En lo que Alberto llena dos cubos en el tanque que hay junto a la entrada del patio, Aramís mete la mano en la abertura bajo el cuello del cerdo. Comprime los labios y de un rápido movimiento, saca la mano, con la lengua del animal prisionera entre sus dedos. Alberto vuelve, un cubo en cada mano, y entrega uno a sus compañeros veteranos. Ambos, por turnos, los vierten en el interior del cerdo, mientras que Aramís, con las manos, ayuda al agua en su faena de limpiar la sangre. Dentro de poco, estará listo para el tasajo.
Con la muchacha, la limpieza sobró; reflexiona Aramís; de hecho, mientras más suciedad, mejor. No logra rememorar en qué momento sucumbió al desenfreno, solo sabe cuánto gozó al hacerlo. La imagen es muy tentadora como para reprimirse: la muchacha desnuda, abierta de par en par, caliente, derramando sangre sobre la hierba al costado de la carretera. El mero recuerdo incita una erección que Aramís se esfuerza en detener; ¿qué pensarán los tres hombres? ¿A este se le para limpiando un cerdo?
Pero anoche sí se puso duro. El auténtico virgen, víctima mortal de sus fantasías ya consumadas. Y fue más o menos así. Como dejarse arrebatar la inocencia. Rápido, fogoso y prometedor. Aprisa, bajó el pantalón, se escupió la mano y humedeció el sexo de la muchacha. Luego, la penetró, suave al principio, potente tras los cuatro primeros empujes. Hundió las manos en el interior de la muchacha, hurgó entre sus costillas, le tocó los pulmones, los apretó; enterró la cabeza en sus pechos, lamió los pezones y bajó al corazón para brindarle una mordida juguetona. Cuando eyaculó, se quedó largo rato tendido encima de ella, incapaz de quitarle los ojos de encima. Temblaba cual un chiquillo recién estrenado. Le resultó extraño, pues ni era la primera vez que hacía el amor, ni tampoco era ese su primer asesinato.

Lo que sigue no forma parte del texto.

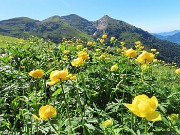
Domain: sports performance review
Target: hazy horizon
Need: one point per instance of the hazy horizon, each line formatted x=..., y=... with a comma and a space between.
x=155, y=16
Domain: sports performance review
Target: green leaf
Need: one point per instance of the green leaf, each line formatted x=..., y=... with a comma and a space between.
x=57, y=92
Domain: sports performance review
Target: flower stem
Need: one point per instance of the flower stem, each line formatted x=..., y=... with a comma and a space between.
x=145, y=127
x=54, y=127
x=67, y=109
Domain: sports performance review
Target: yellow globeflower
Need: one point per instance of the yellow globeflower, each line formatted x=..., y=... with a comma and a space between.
x=37, y=73
x=145, y=107
x=104, y=36
x=83, y=55
x=114, y=67
x=46, y=112
x=130, y=53
x=107, y=123
x=145, y=58
x=77, y=62
x=57, y=76
x=177, y=71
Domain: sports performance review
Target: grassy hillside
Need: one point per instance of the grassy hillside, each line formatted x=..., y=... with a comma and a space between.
x=88, y=89
x=56, y=28
x=5, y=40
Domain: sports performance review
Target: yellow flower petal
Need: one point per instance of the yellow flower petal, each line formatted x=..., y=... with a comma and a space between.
x=36, y=117
x=130, y=107
x=155, y=101
x=155, y=116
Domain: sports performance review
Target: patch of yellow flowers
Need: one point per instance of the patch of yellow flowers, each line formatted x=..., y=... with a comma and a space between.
x=46, y=112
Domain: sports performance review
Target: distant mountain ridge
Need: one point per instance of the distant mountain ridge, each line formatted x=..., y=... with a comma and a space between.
x=55, y=28
x=173, y=36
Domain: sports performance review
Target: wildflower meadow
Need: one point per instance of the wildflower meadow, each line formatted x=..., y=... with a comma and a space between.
x=79, y=87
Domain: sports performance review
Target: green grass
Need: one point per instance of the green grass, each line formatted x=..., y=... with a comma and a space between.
x=94, y=103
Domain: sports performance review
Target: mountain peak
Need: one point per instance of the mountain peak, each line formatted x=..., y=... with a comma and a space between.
x=103, y=22
x=54, y=18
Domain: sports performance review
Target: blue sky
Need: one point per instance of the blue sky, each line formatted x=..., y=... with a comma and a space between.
x=150, y=15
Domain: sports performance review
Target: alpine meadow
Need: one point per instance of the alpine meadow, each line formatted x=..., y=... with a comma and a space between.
x=70, y=76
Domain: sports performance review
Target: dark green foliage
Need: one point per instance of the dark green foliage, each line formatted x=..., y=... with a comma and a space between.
x=55, y=28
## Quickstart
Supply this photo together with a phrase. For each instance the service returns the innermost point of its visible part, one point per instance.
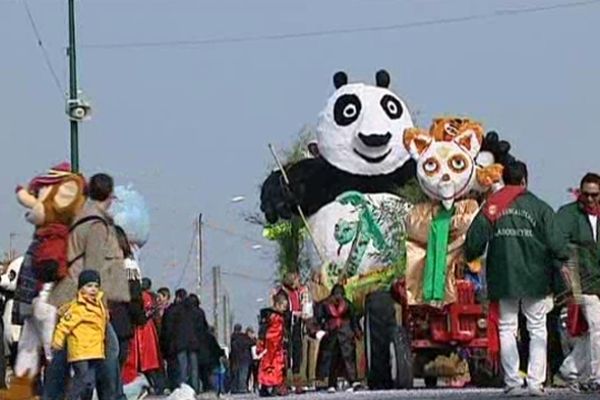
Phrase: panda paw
(277, 199)
(500, 149)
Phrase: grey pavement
(446, 394)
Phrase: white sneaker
(515, 391)
(537, 392)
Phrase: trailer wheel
(401, 360)
(431, 382)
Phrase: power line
(342, 31)
(188, 258)
(245, 276)
(231, 232)
(44, 51)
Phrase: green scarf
(434, 277)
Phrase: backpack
(50, 257)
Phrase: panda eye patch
(346, 109)
(391, 106)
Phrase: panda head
(360, 130)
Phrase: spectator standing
(522, 238)
(163, 301)
(272, 343)
(240, 359)
(190, 328)
(83, 326)
(93, 242)
(579, 221)
(167, 334)
(253, 373)
(296, 295)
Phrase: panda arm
(310, 187)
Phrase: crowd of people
(111, 328)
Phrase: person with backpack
(579, 220)
(522, 239)
(93, 242)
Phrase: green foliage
(412, 192)
(290, 235)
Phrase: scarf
(499, 201)
(434, 277)
(294, 298)
(493, 335)
(336, 312)
(593, 210)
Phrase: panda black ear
(382, 78)
(340, 79)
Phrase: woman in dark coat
(190, 329)
(338, 347)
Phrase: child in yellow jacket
(83, 327)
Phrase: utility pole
(225, 319)
(216, 284)
(73, 88)
(199, 256)
(11, 251)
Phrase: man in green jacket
(579, 220)
(522, 240)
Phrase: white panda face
(360, 130)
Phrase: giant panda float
(347, 191)
(347, 187)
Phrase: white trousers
(583, 363)
(535, 311)
(36, 335)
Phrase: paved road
(446, 394)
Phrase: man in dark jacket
(579, 220)
(240, 359)
(166, 338)
(522, 240)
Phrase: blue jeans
(56, 376)
(110, 385)
(188, 368)
(84, 379)
(240, 379)
(108, 374)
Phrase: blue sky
(188, 126)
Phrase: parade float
(348, 193)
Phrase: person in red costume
(338, 347)
(144, 355)
(272, 346)
(296, 296)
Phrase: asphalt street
(446, 394)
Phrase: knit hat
(86, 276)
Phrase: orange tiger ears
(416, 141)
(448, 128)
(465, 132)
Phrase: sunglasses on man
(593, 195)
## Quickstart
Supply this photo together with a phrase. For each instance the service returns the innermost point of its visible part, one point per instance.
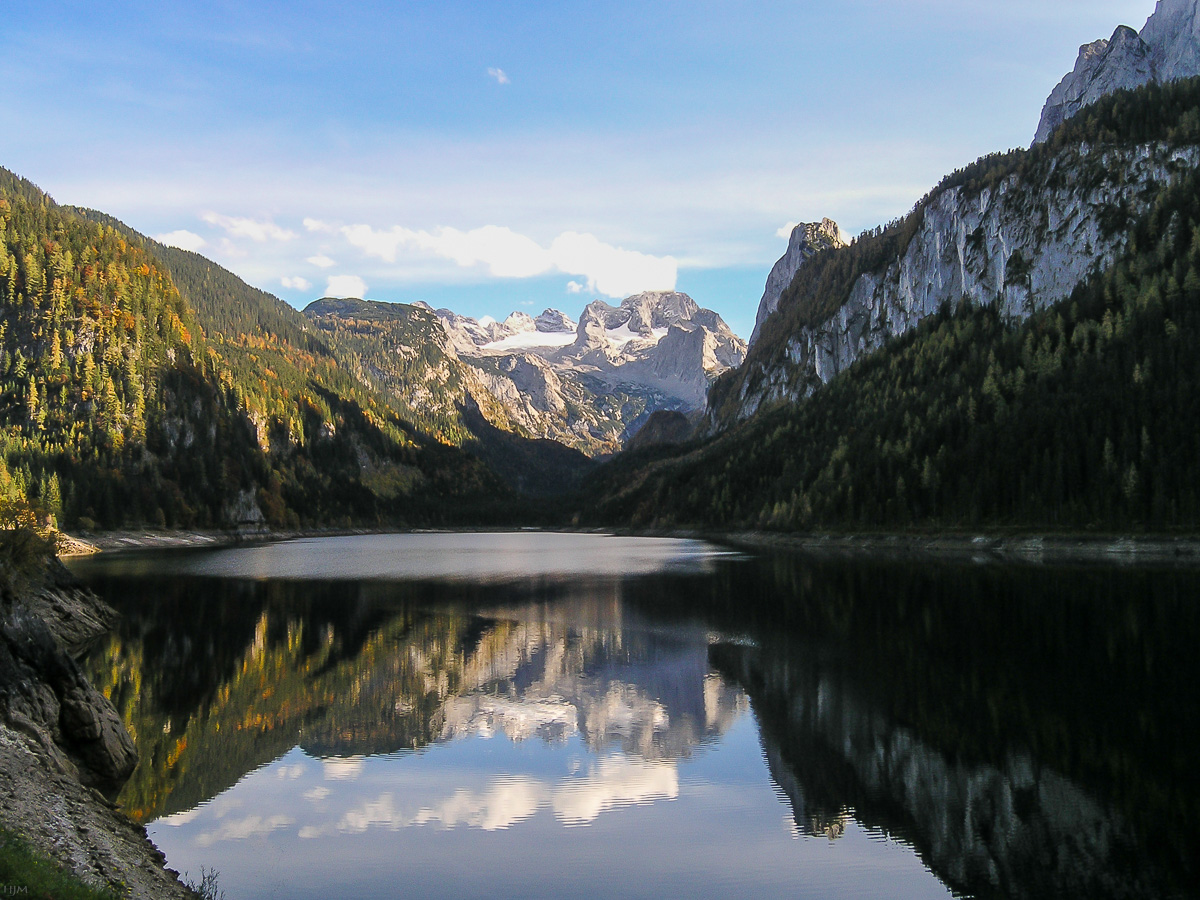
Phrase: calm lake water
(552, 715)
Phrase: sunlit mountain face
(713, 725)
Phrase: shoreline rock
(64, 750)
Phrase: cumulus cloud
(256, 231)
(181, 239)
(317, 227)
(507, 255)
(346, 286)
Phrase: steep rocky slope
(804, 241)
(60, 739)
(591, 384)
(1018, 232)
(1167, 49)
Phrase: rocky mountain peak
(807, 240)
(1167, 49)
(553, 322)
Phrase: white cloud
(250, 228)
(611, 270)
(181, 239)
(316, 226)
(346, 286)
(507, 255)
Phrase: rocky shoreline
(1023, 549)
(64, 750)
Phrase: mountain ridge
(1167, 49)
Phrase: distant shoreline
(1030, 547)
(1120, 550)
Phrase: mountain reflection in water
(1014, 732)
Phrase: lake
(547, 715)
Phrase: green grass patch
(28, 874)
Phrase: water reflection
(1014, 732)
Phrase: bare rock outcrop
(805, 240)
(1167, 49)
(64, 749)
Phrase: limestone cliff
(1167, 49)
(592, 384)
(804, 241)
(1024, 245)
(60, 739)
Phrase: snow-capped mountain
(592, 383)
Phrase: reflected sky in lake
(701, 724)
(475, 558)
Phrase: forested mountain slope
(1018, 231)
(1081, 414)
(126, 401)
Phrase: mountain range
(1013, 352)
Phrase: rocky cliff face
(61, 739)
(591, 384)
(804, 241)
(1167, 49)
(1024, 245)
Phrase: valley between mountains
(1012, 353)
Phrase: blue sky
(492, 156)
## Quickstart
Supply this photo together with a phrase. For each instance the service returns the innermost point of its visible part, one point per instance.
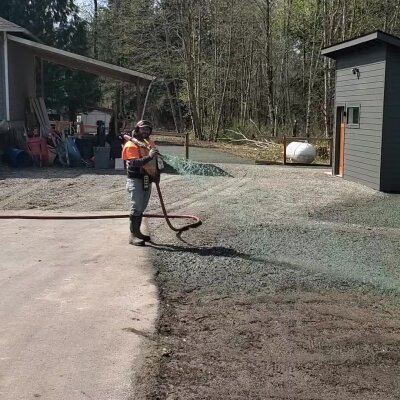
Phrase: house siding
(363, 144)
(21, 79)
(390, 170)
(2, 83)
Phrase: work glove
(154, 153)
(156, 179)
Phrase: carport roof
(374, 37)
(8, 26)
(78, 62)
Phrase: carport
(21, 59)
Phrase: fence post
(284, 149)
(187, 145)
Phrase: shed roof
(78, 62)
(370, 38)
(8, 26)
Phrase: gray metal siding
(22, 79)
(362, 146)
(2, 84)
(390, 171)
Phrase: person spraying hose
(143, 169)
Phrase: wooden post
(284, 149)
(42, 78)
(187, 145)
(6, 76)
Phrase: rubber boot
(134, 238)
(146, 238)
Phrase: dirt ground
(289, 290)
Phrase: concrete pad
(77, 304)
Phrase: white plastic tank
(300, 152)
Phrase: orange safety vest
(132, 150)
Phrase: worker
(140, 155)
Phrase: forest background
(222, 65)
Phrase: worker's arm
(136, 162)
(139, 162)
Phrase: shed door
(340, 140)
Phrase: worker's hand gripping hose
(197, 222)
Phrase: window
(353, 116)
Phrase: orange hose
(197, 222)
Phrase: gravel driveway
(289, 290)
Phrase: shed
(21, 58)
(367, 108)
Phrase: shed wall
(21, 78)
(390, 170)
(2, 83)
(362, 145)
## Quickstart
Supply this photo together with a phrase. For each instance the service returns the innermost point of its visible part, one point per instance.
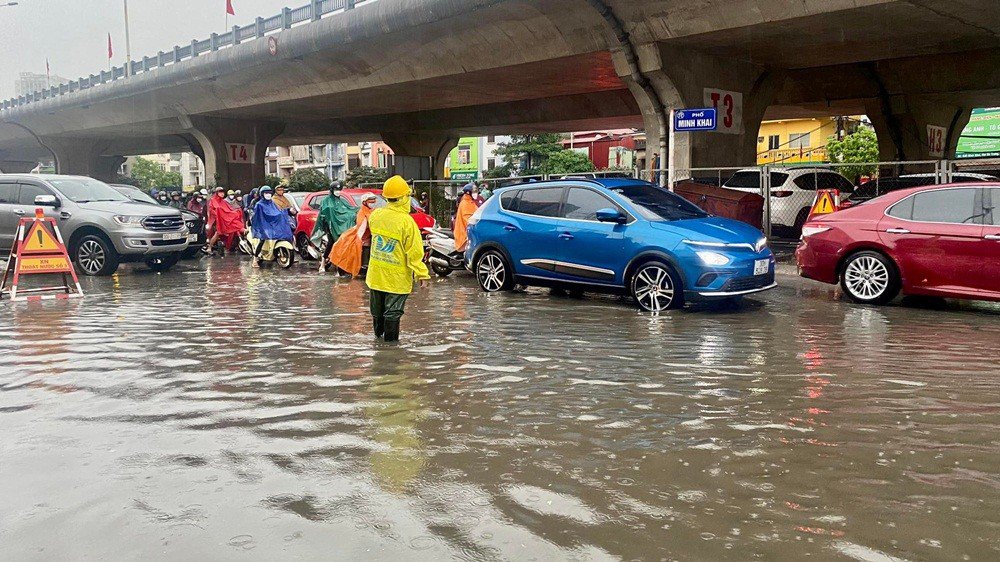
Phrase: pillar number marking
(239, 153)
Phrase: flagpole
(128, 44)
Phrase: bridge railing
(288, 18)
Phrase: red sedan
(309, 212)
(936, 240)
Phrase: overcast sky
(73, 34)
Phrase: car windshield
(655, 203)
(86, 190)
(136, 195)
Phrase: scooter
(281, 252)
(440, 252)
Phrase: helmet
(395, 188)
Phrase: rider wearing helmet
(466, 208)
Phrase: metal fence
(288, 18)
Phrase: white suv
(792, 191)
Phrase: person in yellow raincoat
(348, 252)
(397, 258)
(466, 208)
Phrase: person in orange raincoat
(348, 252)
(466, 208)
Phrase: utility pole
(128, 44)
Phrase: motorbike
(281, 252)
(440, 251)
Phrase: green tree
(527, 153)
(308, 180)
(859, 147)
(366, 174)
(567, 162)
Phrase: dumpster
(722, 202)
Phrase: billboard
(981, 137)
(464, 159)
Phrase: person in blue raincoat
(269, 222)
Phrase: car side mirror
(47, 201)
(611, 215)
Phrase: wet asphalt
(221, 412)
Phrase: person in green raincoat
(336, 217)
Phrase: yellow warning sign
(824, 204)
(54, 264)
(39, 241)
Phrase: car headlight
(712, 258)
(129, 220)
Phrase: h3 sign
(239, 153)
(686, 120)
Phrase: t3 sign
(239, 153)
(729, 105)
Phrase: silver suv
(101, 227)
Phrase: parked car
(938, 240)
(194, 222)
(615, 235)
(792, 191)
(102, 227)
(880, 186)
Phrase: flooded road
(220, 412)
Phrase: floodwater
(220, 412)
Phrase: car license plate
(760, 267)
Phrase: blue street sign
(686, 120)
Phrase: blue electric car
(615, 235)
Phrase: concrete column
(420, 156)
(84, 157)
(901, 125)
(216, 138)
(685, 78)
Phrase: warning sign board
(826, 202)
(38, 249)
(39, 241)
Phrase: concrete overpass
(421, 73)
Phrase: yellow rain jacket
(397, 253)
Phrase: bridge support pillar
(418, 156)
(902, 123)
(233, 150)
(85, 157)
(17, 166)
(684, 78)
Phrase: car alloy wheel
(492, 273)
(654, 288)
(870, 278)
(91, 257)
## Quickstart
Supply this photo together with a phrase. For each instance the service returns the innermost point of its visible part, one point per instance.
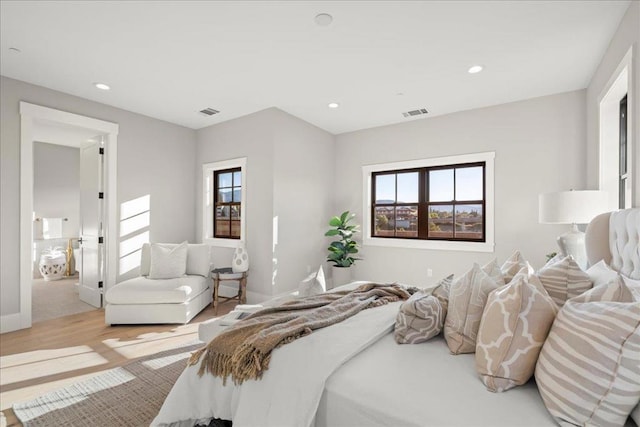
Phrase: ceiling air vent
(414, 113)
(209, 112)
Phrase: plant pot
(340, 275)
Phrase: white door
(91, 214)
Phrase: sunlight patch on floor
(154, 342)
(35, 364)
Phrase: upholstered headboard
(615, 238)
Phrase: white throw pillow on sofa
(168, 261)
(314, 284)
(198, 259)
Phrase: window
(227, 207)
(444, 203)
(224, 202)
(622, 169)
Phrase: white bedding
(290, 390)
(400, 385)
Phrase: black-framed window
(622, 174)
(444, 202)
(228, 202)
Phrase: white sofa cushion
(141, 290)
(198, 258)
(168, 262)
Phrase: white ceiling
(378, 59)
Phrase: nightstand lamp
(572, 207)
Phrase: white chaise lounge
(166, 300)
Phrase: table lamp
(572, 207)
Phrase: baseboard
(10, 323)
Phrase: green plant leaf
(335, 222)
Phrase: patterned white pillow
(421, 317)
(168, 261)
(513, 265)
(588, 372)
(564, 280)
(467, 299)
(515, 324)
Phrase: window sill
(223, 243)
(441, 245)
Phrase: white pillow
(600, 273)
(314, 284)
(198, 259)
(513, 265)
(168, 261)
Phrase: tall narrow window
(623, 172)
(228, 203)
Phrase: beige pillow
(588, 370)
(513, 265)
(493, 271)
(515, 323)
(564, 280)
(442, 290)
(467, 298)
(420, 318)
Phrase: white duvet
(290, 390)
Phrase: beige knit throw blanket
(244, 350)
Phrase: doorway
(33, 119)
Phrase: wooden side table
(226, 274)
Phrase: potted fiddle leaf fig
(342, 251)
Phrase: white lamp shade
(571, 207)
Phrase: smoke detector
(209, 111)
(413, 113)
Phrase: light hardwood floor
(55, 353)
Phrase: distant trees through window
(444, 202)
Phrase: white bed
(376, 382)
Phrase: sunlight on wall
(135, 219)
(36, 364)
(274, 271)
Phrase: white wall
(56, 185)
(284, 154)
(154, 157)
(539, 146)
(626, 37)
(303, 193)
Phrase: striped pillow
(467, 299)
(564, 280)
(515, 324)
(588, 371)
(422, 316)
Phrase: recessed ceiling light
(102, 86)
(323, 19)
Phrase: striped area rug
(126, 396)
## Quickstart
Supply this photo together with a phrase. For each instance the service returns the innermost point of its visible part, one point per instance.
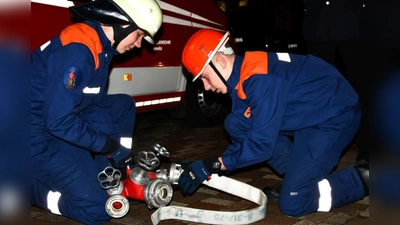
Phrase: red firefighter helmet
(200, 49)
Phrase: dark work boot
(272, 192)
(363, 172)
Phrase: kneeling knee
(293, 206)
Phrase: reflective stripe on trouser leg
(52, 202)
(325, 198)
(126, 142)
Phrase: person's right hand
(121, 158)
(193, 175)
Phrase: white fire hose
(227, 185)
(139, 186)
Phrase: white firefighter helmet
(144, 14)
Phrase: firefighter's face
(131, 41)
(212, 81)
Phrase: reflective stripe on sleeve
(325, 198)
(52, 202)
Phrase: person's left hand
(193, 175)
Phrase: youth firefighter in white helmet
(76, 128)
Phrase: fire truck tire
(204, 108)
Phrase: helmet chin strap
(120, 33)
(218, 73)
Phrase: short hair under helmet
(201, 48)
(146, 14)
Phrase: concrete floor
(185, 143)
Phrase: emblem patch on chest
(247, 113)
(72, 77)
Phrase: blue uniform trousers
(310, 158)
(73, 171)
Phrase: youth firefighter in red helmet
(296, 113)
(76, 128)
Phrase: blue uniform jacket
(276, 93)
(70, 73)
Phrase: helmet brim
(103, 12)
(221, 43)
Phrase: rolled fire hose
(227, 185)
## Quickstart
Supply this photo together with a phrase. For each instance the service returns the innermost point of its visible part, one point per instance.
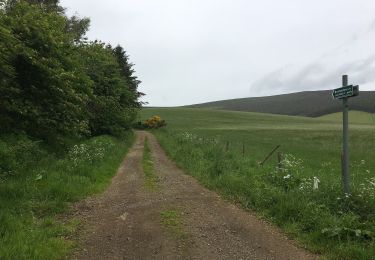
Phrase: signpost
(345, 92)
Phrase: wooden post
(269, 155)
(345, 147)
(279, 162)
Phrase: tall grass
(304, 196)
(36, 186)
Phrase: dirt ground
(179, 219)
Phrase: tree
(51, 89)
(127, 73)
(111, 109)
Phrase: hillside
(307, 103)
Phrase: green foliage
(50, 91)
(304, 196)
(110, 108)
(54, 84)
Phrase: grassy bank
(222, 150)
(36, 186)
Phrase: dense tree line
(53, 82)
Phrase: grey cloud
(315, 76)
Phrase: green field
(222, 149)
(355, 117)
(37, 186)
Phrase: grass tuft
(151, 179)
(36, 188)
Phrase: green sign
(347, 91)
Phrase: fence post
(279, 162)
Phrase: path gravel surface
(130, 221)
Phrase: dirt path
(178, 220)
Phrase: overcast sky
(193, 51)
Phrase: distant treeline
(54, 82)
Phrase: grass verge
(305, 196)
(39, 186)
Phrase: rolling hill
(307, 103)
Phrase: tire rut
(125, 221)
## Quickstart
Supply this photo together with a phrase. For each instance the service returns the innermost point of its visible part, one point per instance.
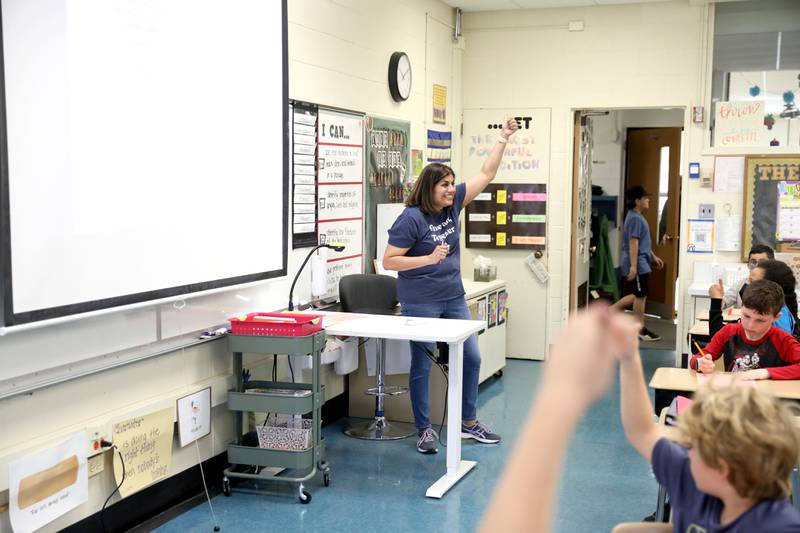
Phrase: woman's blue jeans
(421, 363)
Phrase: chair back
(642, 527)
(368, 293)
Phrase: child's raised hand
(706, 364)
(510, 127)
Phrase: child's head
(759, 252)
(761, 304)
(741, 438)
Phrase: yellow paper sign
(146, 445)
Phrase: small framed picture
(502, 307)
(492, 309)
(482, 315)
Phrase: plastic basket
(279, 435)
(276, 324)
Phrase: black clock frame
(394, 89)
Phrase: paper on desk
(723, 380)
(46, 485)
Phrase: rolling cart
(277, 397)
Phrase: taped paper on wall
(48, 484)
(146, 445)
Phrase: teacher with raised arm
(424, 249)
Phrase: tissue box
(285, 433)
(487, 273)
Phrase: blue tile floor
(380, 486)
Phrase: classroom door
(526, 161)
(653, 161)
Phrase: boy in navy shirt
(636, 258)
(731, 473)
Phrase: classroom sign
(340, 194)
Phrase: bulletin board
(770, 185)
(508, 216)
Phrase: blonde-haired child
(732, 472)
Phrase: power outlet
(706, 211)
(96, 463)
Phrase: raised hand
(510, 127)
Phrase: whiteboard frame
(7, 315)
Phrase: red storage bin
(276, 324)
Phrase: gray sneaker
(480, 432)
(426, 442)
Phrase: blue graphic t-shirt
(421, 233)
(635, 227)
(694, 511)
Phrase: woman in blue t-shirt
(424, 249)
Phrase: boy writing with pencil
(754, 346)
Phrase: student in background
(754, 346)
(424, 248)
(732, 471)
(732, 296)
(578, 372)
(769, 269)
(637, 259)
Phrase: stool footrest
(386, 391)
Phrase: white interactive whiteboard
(143, 149)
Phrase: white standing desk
(454, 333)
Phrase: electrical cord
(444, 370)
(116, 489)
(203, 476)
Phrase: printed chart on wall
(511, 216)
(304, 174)
(388, 172)
(341, 192)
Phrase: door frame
(576, 112)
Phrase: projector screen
(143, 150)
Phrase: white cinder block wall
(338, 56)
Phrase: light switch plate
(97, 464)
(706, 211)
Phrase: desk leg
(456, 468)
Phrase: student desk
(685, 380)
(728, 315)
(453, 332)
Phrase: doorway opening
(613, 151)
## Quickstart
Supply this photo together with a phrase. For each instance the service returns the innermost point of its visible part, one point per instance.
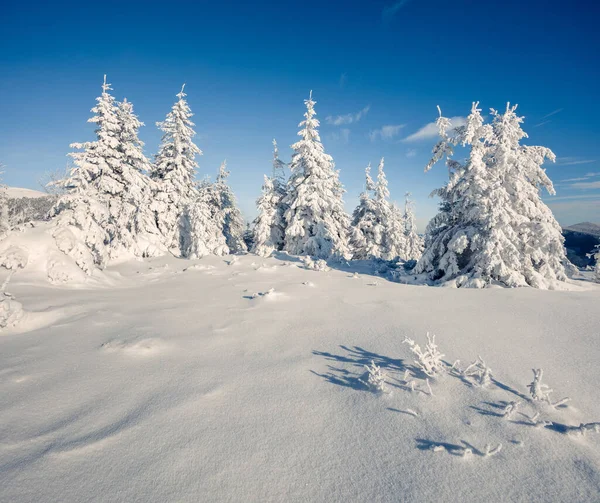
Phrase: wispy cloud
(586, 185)
(573, 161)
(558, 110)
(386, 132)
(341, 120)
(431, 130)
(342, 135)
(583, 178)
(389, 11)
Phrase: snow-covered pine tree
(389, 233)
(264, 224)
(174, 171)
(105, 195)
(317, 223)
(280, 191)
(490, 205)
(519, 169)
(365, 232)
(205, 235)
(232, 221)
(413, 242)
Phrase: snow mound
(45, 253)
(11, 311)
(136, 347)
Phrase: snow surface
(17, 192)
(240, 380)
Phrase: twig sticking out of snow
(488, 451)
(430, 360)
(315, 265)
(510, 409)
(375, 379)
(533, 420)
(478, 373)
(541, 392)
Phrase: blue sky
(377, 70)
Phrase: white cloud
(341, 120)
(343, 135)
(386, 132)
(586, 185)
(573, 161)
(430, 130)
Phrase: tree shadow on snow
(358, 358)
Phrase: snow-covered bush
(541, 392)
(478, 373)
(314, 265)
(492, 225)
(375, 378)
(430, 360)
(317, 223)
(22, 210)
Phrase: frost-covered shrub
(375, 378)
(430, 359)
(22, 210)
(315, 265)
(541, 392)
(478, 373)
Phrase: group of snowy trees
(118, 203)
(306, 215)
(492, 225)
(379, 228)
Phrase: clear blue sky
(249, 65)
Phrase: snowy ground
(174, 380)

—¡Más limpio no puede estar! —exclama Alberto. Acaba de entregarle el último cubo a Ricardo, quien tras verterlo en el interior del animal, emite un cabeceo afirmativo.
Aramís se incorpora y dice, sonriente:
—Bueno, ya yo terminé —y con un gesto, indica a Alberto que se acerque—. Venga para acá, maestro, que el tasajeo es cosa suya. Yo voy a sentarme allá a echarme un traguito, que creo que me lo gané.
El joven toma asiento en el muro, agarra la botella y llena uno de los vasos. Devuelve la sonrisa y los comentarios a los tres hombres, que no dejan de celebrar su pericia a la hora de liquidar al cerdo y luego limpiarlo. Su mente, por otro lado, regresa al momento final de anoche, cuando roció el cuerpo de la joven con gasolina y le lanzó un fósforo. Permaneció un buen rato ahí, hasta que las llamas alcanzaron vigor.
Luego, subió a su camión, lo arrancó y se perdió en la carretera. A la mañana siguiente, tenía una cita con el viejo Alberto, que le pidió su ayuda para matar un puerco.